Could we say something similar about ourselves? Could each of us say to the people we live and work with: “Imitate me. If you want to know what it means to be a faithful, persevering Catholic, then hang around with me for awhile and follow the example I give you.”

That’s definitely a challenging question to ponder. At least it’s challenging for me!

And finally, in this Gospel passage from Luke 21, Jesus deals with two of the many dangers to faithfulness and perseverance that we experience in this life. The first danger is that of “false messiahs.” This includes not only the leaders of false religions; it can also signify the things of this world that sometimes pull us away from Christ: material possessions, power, fame, pleasure, etc.

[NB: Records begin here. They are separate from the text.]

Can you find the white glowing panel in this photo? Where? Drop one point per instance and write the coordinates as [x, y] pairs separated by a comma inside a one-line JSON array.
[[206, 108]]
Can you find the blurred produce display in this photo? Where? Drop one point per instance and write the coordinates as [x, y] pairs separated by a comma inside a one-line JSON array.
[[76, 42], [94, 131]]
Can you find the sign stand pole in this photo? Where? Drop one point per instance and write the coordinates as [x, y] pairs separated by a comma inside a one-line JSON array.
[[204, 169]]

The second danger Jesus deals with here is suffering—specifically the suffering that comes from being attacked for your Catholic Christian faith. Let me tell you, in recent weeks I’ve definitely come to a deeper understanding of what this is all about. For defending Christian moral principles in the public square, I’ve been verbally attacked even at the gym in the middle of a workout. Thank God I had just finished running on the treadmill; at least I could talk and defend myself! I wasn’t gasping for breath!

Make no mistake about it, it’s not easy to stand firm with Christ and his Church these days—but neither is it impossible! I’m very encouraged when I hear about some of our teenagers who are not afraid to defend their Catholic beliefs in their high school classes, in the midst of almost total opposition from their peers. That takes guts! That takes a persevering spirit! To you young people who are willing to do that, I say, “Remember the words of Jesus at the end of this Gospel: ‘By your perseverance you will secure your lives.’

For true Red Sox fans, faithfulness and perseverance are reaping happy dividends after more than 8 decades of heartache and disappointment. Faithfulness and perseverance have brought great joy—and have led to a celebration that continues in some parts of Red Sox Nation, even as we speak. May that experience encourage us all—even the Yankee fans in the congregation—to be faithful and persevering in living our Catholic faith, because what’s at stake in this lifelong contest is an eternal prize, and a joy that will go on for much, much longer than a single baseball season.